Monthly Bookish Wrap Up – June 2026

Here we go again…..another month wrapped up.

June saw more books read but the quality take a little slide. I read 8 books in total – a mix of audio, kindle and paperback. I tried to read more of a variety of books this month but as usual romance is my most read genre.

Books read:

  • Yesteryear by Caro Claire Burke – ★★★★
  • Cash by Jessica Peterson – ★★★★
  • No Matter What by Cara Bastone – ★★★★★
  • Fever Dream by Elsie Silver – ★★★★
  • Dolly All the Time by Annabel Monaghan – ★★★★
  • How To write a Love Story by Catherine Walsh – ★★★
  • The Maid by Nita Prose – ★★★★
  • Next of Kin by Hannah Bonam-Young – ★★★★

Pages read: 2978 pages

Most read genre: Romance, romance, romance….

Most read format: 5 out of 8 books were audiobooks

Favourite read: No Matter What by Cara Bastone

The Blurb: Sometimes love sends you back to the drawing board.

After a traumatic accident threatens the foundations of their happy marriage, a couple tries to rebuild and find their way back to each other—and themselves—in this tender, slow-burn romance.

Roz and Vin can’t look each other in the eyes anymore, let alone share a bed. It’s been a year since they survived a life-altering accident, and their marriage hasn’t been the same. But Roz has held out hope that they can fix things, until she discovers Vin has signed a new lease. So she does what any soon-to-be-divorced Manhattanite would do: sign up for a figure-drawing class.

Between Roz’s determined attempts to improve her artistic skills and her adventures with her best friend, Raffi, she can almost ignore Vin’s impending move-out date and his footsteps in their previously unoccupied guest room. But it would all be a lot easier if Vin wasn’t Raffi’s older brother, and if she didn’t still find him incredibly, debilitatingly attractive and kind.

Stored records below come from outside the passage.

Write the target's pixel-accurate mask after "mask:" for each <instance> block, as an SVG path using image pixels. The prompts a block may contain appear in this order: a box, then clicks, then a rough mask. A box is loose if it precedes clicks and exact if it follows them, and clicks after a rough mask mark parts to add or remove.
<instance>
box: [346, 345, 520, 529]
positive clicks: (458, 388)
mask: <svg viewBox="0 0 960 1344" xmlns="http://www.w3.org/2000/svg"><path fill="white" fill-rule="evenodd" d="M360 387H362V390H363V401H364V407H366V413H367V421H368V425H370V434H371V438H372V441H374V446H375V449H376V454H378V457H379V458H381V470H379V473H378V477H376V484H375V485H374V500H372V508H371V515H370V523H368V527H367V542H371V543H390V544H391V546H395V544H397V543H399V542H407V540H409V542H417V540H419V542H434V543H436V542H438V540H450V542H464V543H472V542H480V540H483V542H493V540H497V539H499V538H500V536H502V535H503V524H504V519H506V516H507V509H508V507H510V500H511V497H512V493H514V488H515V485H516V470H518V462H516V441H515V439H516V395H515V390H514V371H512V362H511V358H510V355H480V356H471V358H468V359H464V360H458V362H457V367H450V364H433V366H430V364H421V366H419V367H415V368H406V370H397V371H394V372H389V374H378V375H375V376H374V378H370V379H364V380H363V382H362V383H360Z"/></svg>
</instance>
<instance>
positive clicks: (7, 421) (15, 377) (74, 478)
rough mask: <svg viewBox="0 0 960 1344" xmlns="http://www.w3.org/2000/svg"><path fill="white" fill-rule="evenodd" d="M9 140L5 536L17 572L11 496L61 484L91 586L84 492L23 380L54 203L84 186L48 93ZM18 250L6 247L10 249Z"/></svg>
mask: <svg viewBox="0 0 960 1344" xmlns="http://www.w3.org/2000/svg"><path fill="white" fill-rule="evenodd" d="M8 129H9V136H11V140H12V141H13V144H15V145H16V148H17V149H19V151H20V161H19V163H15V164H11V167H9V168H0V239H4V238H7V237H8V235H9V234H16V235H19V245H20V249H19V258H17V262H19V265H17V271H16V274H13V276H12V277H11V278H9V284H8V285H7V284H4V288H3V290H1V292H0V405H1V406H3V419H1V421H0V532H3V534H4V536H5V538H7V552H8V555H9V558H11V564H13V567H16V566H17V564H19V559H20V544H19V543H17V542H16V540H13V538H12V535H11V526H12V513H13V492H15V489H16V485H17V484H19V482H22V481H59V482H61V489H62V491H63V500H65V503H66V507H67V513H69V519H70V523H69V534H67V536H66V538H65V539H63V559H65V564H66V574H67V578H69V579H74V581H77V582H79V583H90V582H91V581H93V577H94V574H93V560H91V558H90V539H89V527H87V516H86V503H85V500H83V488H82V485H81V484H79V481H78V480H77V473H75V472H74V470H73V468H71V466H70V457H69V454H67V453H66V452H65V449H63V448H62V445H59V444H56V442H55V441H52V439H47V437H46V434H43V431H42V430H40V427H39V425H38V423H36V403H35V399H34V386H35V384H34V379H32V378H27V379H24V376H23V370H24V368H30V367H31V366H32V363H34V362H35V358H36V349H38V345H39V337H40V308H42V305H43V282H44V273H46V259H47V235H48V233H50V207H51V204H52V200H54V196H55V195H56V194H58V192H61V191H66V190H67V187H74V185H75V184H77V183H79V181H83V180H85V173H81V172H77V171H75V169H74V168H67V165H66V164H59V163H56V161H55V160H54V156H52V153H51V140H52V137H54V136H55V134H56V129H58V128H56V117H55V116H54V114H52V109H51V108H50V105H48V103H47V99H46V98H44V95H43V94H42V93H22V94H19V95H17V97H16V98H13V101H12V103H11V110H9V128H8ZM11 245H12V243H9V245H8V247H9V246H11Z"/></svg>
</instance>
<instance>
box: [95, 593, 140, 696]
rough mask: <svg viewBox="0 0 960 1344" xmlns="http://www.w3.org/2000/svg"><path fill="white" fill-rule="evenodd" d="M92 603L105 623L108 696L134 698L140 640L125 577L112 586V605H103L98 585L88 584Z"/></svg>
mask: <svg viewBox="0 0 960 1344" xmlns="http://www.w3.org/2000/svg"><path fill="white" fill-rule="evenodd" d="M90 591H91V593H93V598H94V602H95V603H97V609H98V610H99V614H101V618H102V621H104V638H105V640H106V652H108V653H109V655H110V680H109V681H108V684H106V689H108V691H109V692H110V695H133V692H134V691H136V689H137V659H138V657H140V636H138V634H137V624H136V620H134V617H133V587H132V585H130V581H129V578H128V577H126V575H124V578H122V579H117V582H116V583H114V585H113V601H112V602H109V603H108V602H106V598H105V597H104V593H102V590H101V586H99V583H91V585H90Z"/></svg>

So kind, in fact, that Vin offers to let Roz draw him. What is she supposed to say? It’s probably better than her original plan of finding some random male model online, and she needs all the practice she can get. Plus, that’s sure to make a separation easier, right? Focus on every detail of your estranged spouse’s body while drawing him in the nude? But after the year they’ve spent avoiding each other, it feels good to see and be seen by one another again.

As Roz works to capture the wholeness of the person she fell in love with, will they both be able to draw upon the feelings they buried deep inside to finally heal together?

Honourable mention: Dolly All the Time by Annabel Monaghan

The blurb: If they start by pretending, can they end with something real?

Dolly Brick has never met a problem she couldn’t solve. Not when her mom left when she was twelve, and not at thirty-nine when she moves with her son back to Whitfield, Rhode Island, for the summer to keep her dad and brother from losing the family home.

So when she comes across Stewart Whitfield—annoyingly handsome scion of the Whitfield family—with a flat tire and at the wrong end of a very public, very humiliating breakup, it’s in her nature to help. But Stewart’s proposed arrangement ends up being more than either of them bargained for, because as public dinners and high-society benefits turn into sunset boat rides and kisses that hit her bloodstream like a ghost pepper, Dolly starts to feel something more than helpful. She’s never relied on anyone besides herself – can she really start now?

Goodreads Reading Challenge: 45/100 books

Audiobook Challenge: 31/50 audiobooks

What was your favourite read this month?